Позднее я узнал, что до этого рассказа Гроссман написал повесть "Глюкауф". Этим немецким словом, которое приблизительно переводится так: "Со счастливым подъемом", наши шахтеры встречали поднявшихся на землю из ее глубины своих сотоварищей. Гроссман по окончании химического факультета московского университета работал химиком-аналитиком на шахте "Смолянка-2" (он с гордостью говорил, что это самая глубокая, самая жаркая угольная шахта в нашей стране) и в своей повести, по-моему, превосходной, описал тяжелую жизнь донбасских шахтеров - забойщиков, крепильщиков, коногонов, полную опасностей при плохой системе охраны труда, и такое описание вызвало недовольство Горького, которому Гроссман через посредство одной своей высокопартийной родственницы (впоследствии репрессированной) отправил свою рукопись. Горький ответил:

"Автор рассматривает факты, стоя на одной плоскости с ними; конечно, это тоже "позиция", но и материал, и автор выиграли бы, если бы автор поставил перед собою вопрос: "Зачем он пишет? Какую правду утверждает? Торжества какой правды хочет?""

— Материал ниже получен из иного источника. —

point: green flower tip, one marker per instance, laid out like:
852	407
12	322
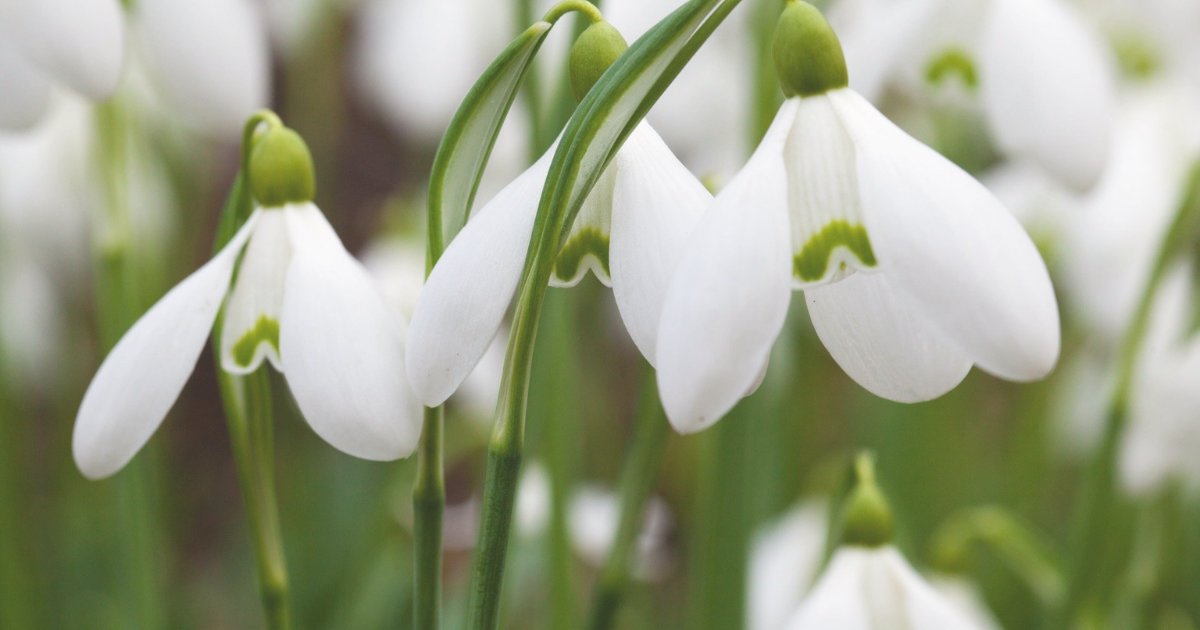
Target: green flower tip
868	521
281	168
595	49
808	54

Не странно ли, что Горький, обладавший крупным дарованием, а художественный дар всегда рождается от правды, мог предполагать, что правд имеется несколько. А ведь когда-то, осуждаемый Лениным, сам искал Бога единственную правду...

На западе уже шла война, а в Москве стоял мирный светлый день, когда Гехт нас познакомил. И мы вчетвером (Гроссман был с женой Ольгой Михайловной) направились в летнее кафе-мороженое на Тверском бульваре, сели за столик. Я к тому времени прочел первую часть недавно вышедшего романа Гроссмана "Степан Кольчугин" и сказал, что роман отлично написан, но мне кажется непродуманным образ старого большевика Бахмутского - он скорее похож на старого меньшевика, и вряд ли во второй части судьба Бахмутского сложится благополучно, если автор будет правдив. Гроссман свернул пальцы рук, бинокликом приставил их к своим очкам, посмотрел на меня, а губы его улыбались. Он часто делал такой жест - биноклик из пальцев, если ему казалось, что собеседник что-то угадал. Кстати, не случайно вторая часть "Степана Кольчугина" так и не была написана.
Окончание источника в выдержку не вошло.